Do type devotees actually believe in randomly-appearing errors, or that dynamic programmers just flail our limbs on a keyboard until something manages to pass tests, or do they just exaggerate a rare edge case they saw once, or are they completely fabricating this stuff to justify their waste of time/perversion?

Type systems are self-inflicted BDSM, and it is not self-evident that everyone wants to wear a gimp suit.

12 thoughts on “Bring Out the Type System”

  1. @adiabatic That is truly hideous, just what I'd imagined C++ "dynamics" to look like! I dislike Haskell but it is very pretty handcuffs at least.

  2. @mdhughes Sure. I've been using some R lately, and it's so frustrating that you have to deploy and run a test just to find a syntax error. IDEs should help, but R doesn't seem to have great support.

  3. @devilgate One of the big improvements in the last decade (2 decades counting Java) are JIT compilers. V8 and Webkit's Nitro run JS faster than many pre-compiled binary languages.

  4. @mdhughes Fair enough. I still prefer to specify the type, I think.

    Now, don’t get me started on the lack of a compiler in scripting languages.

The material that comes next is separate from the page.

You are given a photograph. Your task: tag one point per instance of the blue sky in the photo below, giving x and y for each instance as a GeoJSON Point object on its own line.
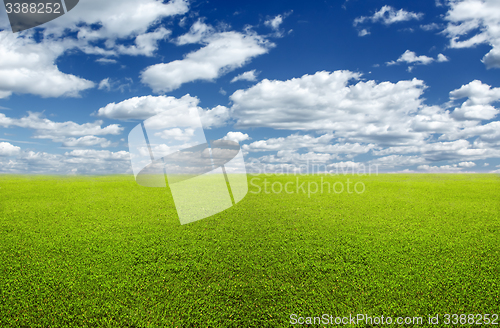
{"type": "Point", "coordinates": [407, 86]}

I think that’s a blog post I’ll soon be writing.

  5. @adiabatic I'm a C, not a C++, how does any resolve method dispatch? Or do you just have a giant if typeof/cast tree after pulling something out? somelist.pop().quack() plus or minus some null checking works in dynamic langs…

  6. @devilgate Or: You tied yourself up so you can only wiggle around enough to put a string in that list, and that's getting you off. And it's dom/sub is when the language designer does it to you. Bjarne has a lotta subs.

  7. @mdhughes The thing with BDSM, though, is that there’s always someone dominating and someone submitting. I don’t see myself being dominated by generics: I’m using them to enforce my will. This Collection can only have Strings in it, or it’s going to be inserious trouble.

  8. @devilgate Java's a little BDSM with Generics, but there are much more dominating and abusive languages now, where it's all but impossible to express free thought and just shove objects in a collection.

  9. @devilgate Well, specifically Eiffel, since that's the linked article. But Swift also bans nulls from normal use (! ? punctuation to do various "wrong" things).

    Dynamic objects have a class, but a reference or expression doesn't need to know it, which is what a "type system" is.

  10. @mdhughes You seem to be conflating two things. Having a type system doesnt automatically prevent null references. I mean, some languages may work like that, and that would be great. But to take Java, for example, since it’s he one I know best: checking for null values is depressingly the norm.

    That said, I find the idea of setting a variable without specifying — or maybe even knowing — its type, to be... worrying, let’s say.